# replacement cams for Hoyt Trykon



## Alaskarain (Jun 2, 2010)

I have been trying to find a set of replacment cams for the Hoyt Trykon. I have the 4.5 RH 65% letoff and I have been trying to find the matching cams with the 80% letoff, can anyone help on where to look besides?


----------



## Nameless Hunter (Feb 10, 2007)

Why would you want to go to 80% cams? I went from 80% to 65% cams on my Trykon XL to improve the draw.


----------



## TMan51 (Jan 25, 2004)

Alaskarain said:


> I have been trying to find a set of replacment cams for the Hoyt Trykon. I have the 4.5 RH 65% letoff and I have been trying to find the matching cams with the 80% letoff, can anyone help on where to look besides?

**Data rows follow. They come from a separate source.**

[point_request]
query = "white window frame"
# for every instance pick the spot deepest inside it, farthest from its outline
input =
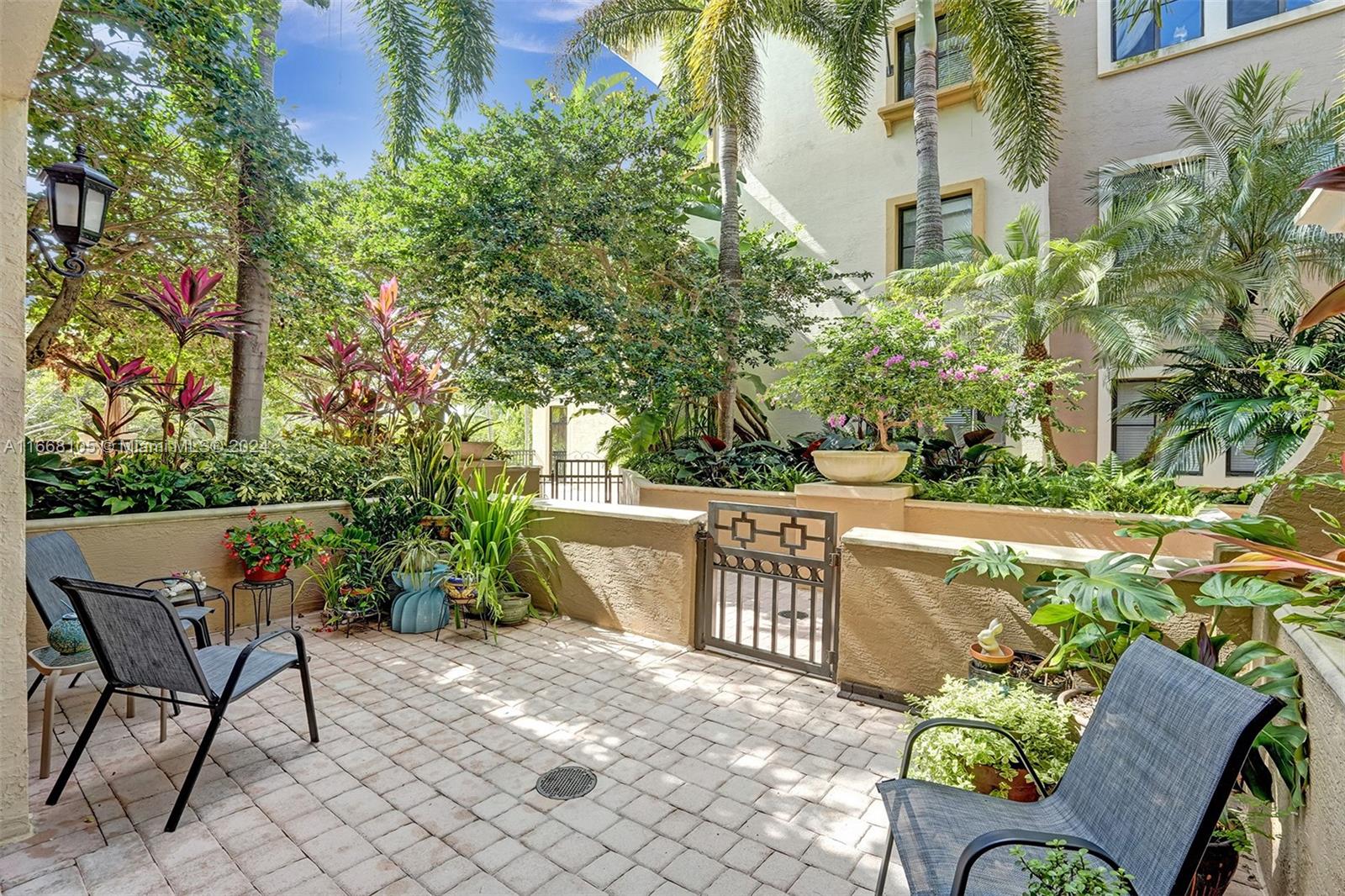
(1216, 33)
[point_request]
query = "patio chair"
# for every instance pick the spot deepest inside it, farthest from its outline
(58, 555)
(1143, 791)
(139, 642)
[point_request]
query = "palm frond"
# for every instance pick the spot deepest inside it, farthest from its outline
(1015, 54)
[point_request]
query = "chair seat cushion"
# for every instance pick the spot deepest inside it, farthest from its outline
(219, 663)
(934, 824)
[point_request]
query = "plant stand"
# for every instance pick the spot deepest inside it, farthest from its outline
(362, 616)
(261, 591)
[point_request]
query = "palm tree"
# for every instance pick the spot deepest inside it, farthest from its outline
(1015, 58)
(1251, 148)
(1036, 287)
(1228, 393)
(447, 46)
(712, 53)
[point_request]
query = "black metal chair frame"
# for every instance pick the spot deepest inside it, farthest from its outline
(198, 626)
(215, 704)
(994, 838)
(988, 841)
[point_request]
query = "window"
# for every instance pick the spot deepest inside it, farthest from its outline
(1244, 11)
(1131, 435)
(557, 430)
(957, 219)
(1241, 461)
(954, 66)
(1180, 20)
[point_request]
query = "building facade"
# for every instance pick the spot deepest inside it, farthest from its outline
(851, 195)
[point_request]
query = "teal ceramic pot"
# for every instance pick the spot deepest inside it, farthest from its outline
(420, 607)
(514, 609)
(67, 636)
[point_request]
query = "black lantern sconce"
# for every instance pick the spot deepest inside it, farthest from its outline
(77, 203)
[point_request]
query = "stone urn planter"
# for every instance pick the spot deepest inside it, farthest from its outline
(861, 467)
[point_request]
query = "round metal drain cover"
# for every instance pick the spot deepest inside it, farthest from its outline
(567, 782)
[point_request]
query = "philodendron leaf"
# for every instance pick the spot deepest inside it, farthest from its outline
(1116, 588)
(1227, 589)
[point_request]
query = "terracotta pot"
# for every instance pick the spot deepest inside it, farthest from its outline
(1021, 790)
(861, 467)
(257, 575)
(1216, 869)
(990, 662)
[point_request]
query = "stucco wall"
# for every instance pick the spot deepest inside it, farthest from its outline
(625, 568)
(995, 522)
(1306, 858)
(24, 35)
(903, 629)
(134, 546)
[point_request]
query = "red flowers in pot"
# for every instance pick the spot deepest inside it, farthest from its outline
(266, 549)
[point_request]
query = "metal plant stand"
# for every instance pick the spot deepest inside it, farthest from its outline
(261, 593)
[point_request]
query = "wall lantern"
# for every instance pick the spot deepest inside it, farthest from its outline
(77, 202)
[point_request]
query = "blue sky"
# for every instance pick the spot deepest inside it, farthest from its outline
(329, 81)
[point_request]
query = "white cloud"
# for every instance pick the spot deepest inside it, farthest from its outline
(558, 10)
(525, 44)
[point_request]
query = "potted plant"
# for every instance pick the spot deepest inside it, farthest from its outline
(490, 542)
(463, 430)
(907, 366)
(982, 761)
(1068, 872)
(416, 560)
(268, 548)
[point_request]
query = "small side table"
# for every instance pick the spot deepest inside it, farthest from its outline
(53, 667)
(261, 591)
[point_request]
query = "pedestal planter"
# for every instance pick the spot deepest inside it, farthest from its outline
(514, 609)
(420, 606)
(861, 467)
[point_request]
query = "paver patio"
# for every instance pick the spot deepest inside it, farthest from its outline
(715, 777)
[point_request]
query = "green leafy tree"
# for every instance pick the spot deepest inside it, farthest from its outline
(712, 53)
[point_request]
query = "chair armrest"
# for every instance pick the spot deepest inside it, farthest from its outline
(246, 651)
(1019, 837)
(195, 588)
(970, 723)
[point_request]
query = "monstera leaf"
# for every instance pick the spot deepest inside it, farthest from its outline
(1226, 589)
(1116, 588)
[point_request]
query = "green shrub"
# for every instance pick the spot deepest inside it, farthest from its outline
(1106, 486)
(950, 755)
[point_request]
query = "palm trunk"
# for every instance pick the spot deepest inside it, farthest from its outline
(249, 369)
(58, 315)
(928, 194)
(1037, 351)
(731, 279)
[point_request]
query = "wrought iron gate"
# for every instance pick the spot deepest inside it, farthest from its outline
(768, 586)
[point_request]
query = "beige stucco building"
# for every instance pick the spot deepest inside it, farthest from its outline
(845, 192)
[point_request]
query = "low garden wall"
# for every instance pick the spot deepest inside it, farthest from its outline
(901, 629)
(129, 548)
(623, 567)
(1089, 529)
(1306, 858)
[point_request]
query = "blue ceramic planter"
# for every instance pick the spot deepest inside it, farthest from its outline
(66, 636)
(421, 603)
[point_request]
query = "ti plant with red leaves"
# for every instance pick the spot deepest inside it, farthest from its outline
(182, 403)
(365, 394)
(119, 381)
(187, 308)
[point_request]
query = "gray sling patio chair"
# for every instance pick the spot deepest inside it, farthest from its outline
(1143, 791)
(138, 640)
(58, 555)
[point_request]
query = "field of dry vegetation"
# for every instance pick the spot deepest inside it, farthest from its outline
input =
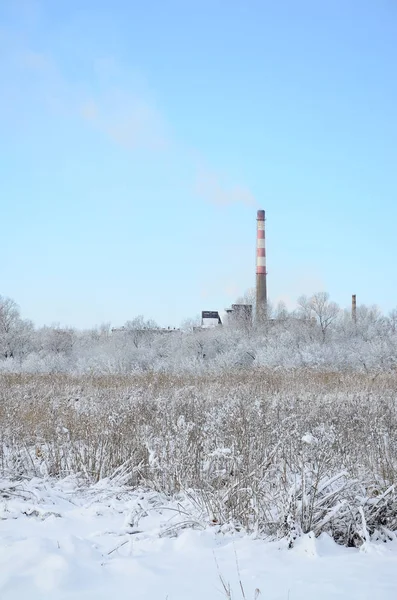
(270, 451)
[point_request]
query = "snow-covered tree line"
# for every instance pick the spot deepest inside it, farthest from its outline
(318, 334)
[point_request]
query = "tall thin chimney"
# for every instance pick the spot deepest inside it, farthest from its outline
(354, 308)
(261, 291)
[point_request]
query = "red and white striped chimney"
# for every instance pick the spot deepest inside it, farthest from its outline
(261, 292)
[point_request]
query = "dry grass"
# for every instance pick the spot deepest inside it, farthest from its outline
(232, 440)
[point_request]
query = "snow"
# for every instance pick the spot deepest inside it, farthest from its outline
(63, 540)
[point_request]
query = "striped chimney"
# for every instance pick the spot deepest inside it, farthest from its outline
(261, 292)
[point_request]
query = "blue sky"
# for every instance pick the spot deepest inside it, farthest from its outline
(138, 139)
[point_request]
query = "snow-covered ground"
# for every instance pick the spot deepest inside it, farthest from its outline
(60, 540)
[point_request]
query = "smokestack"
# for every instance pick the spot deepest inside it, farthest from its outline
(261, 292)
(354, 308)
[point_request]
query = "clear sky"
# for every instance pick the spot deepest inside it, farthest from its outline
(138, 139)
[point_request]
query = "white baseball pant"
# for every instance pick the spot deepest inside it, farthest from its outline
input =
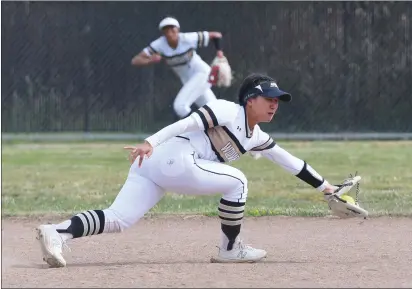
(180, 172)
(195, 90)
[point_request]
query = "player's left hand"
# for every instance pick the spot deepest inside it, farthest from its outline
(141, 150)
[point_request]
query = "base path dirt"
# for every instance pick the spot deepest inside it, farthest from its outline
(175, 252)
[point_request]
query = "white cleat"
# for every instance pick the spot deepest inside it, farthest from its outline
(51, 245)
(239, 254)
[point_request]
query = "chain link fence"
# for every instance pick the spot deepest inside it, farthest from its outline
(66, 65)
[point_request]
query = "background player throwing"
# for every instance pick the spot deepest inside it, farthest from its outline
(179, 52)
(218, 132)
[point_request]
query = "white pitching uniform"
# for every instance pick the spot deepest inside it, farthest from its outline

These cams have been discontinued for quite a while, but you still see them in the AT classifieds.

Go to the classifieds, and place a "Want to Buy" thread, then look in the section for cams, limbs, etc.

The Trykon can also be refitted with later cam designs, the Vector and Z3 of the same size, but you will lose peak weight, and the Rigging is quite different. The letoff is also 75%.

In any case, the newer cams are faster/lb bow weight, between the increased efficiency and a bit less letoff, you might like the change.


----------